High Energy Density Plasmas Generated and Probed with Fourth Generation Light Sources

Free electron lasers in the XUV regime now exist - the FLASH laser at DESY. This is the precursor to the hard x-ray (1 Angstrom) system XFEL, which should begin construction this year, and to which the UK has committed a significant investment. Such sources will have spectral brightnesses ten orders of magnitude greater than any synchrotron, and hold out the promise of revolutionizing many areas of the physical and life sciences. It is imperative that the UK build a viable user-base to exploit such systems. The Oxford group is the leading group in the UK using picosecond and femtosecond x-ray techniques to study a variety of problems. In this project we propose to use the short duration XUV radiation from the FLASH free electron laser to heat solid density matter to tens of thousands of Kelvin before it has time to expand.
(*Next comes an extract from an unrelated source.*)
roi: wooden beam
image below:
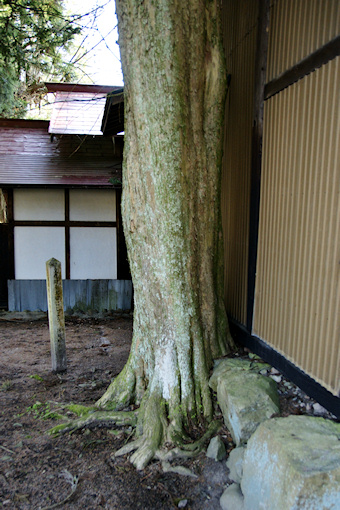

We thus create a thin slab of hot, dense, material, that subsequently expands. By monitoring how the surface expands by using an optical technique known as Fourier Domain Interferometry, we can obtain information about the original pressure in the hot, dense, matter. This is important, as theoretical models of the pressure, for a given energy density, vary by up to a factor of two - the fact that the electrostatic potential between the ions is comparable to their thermal energy makes calculations of the pressure extremely difficult. Such warm dense matter is thus hard to model, even though it is of great relevance to a variety of physical systems, such as the giant planets and inertial confinement fusion research. Therefore reliable experimental data in this area is highly desirable. To date, such data has been elusive, as radiation sources capable of heating matter uniformly in short timescales have not existed. The new generation of free electron lasers can potentially overcome these problems.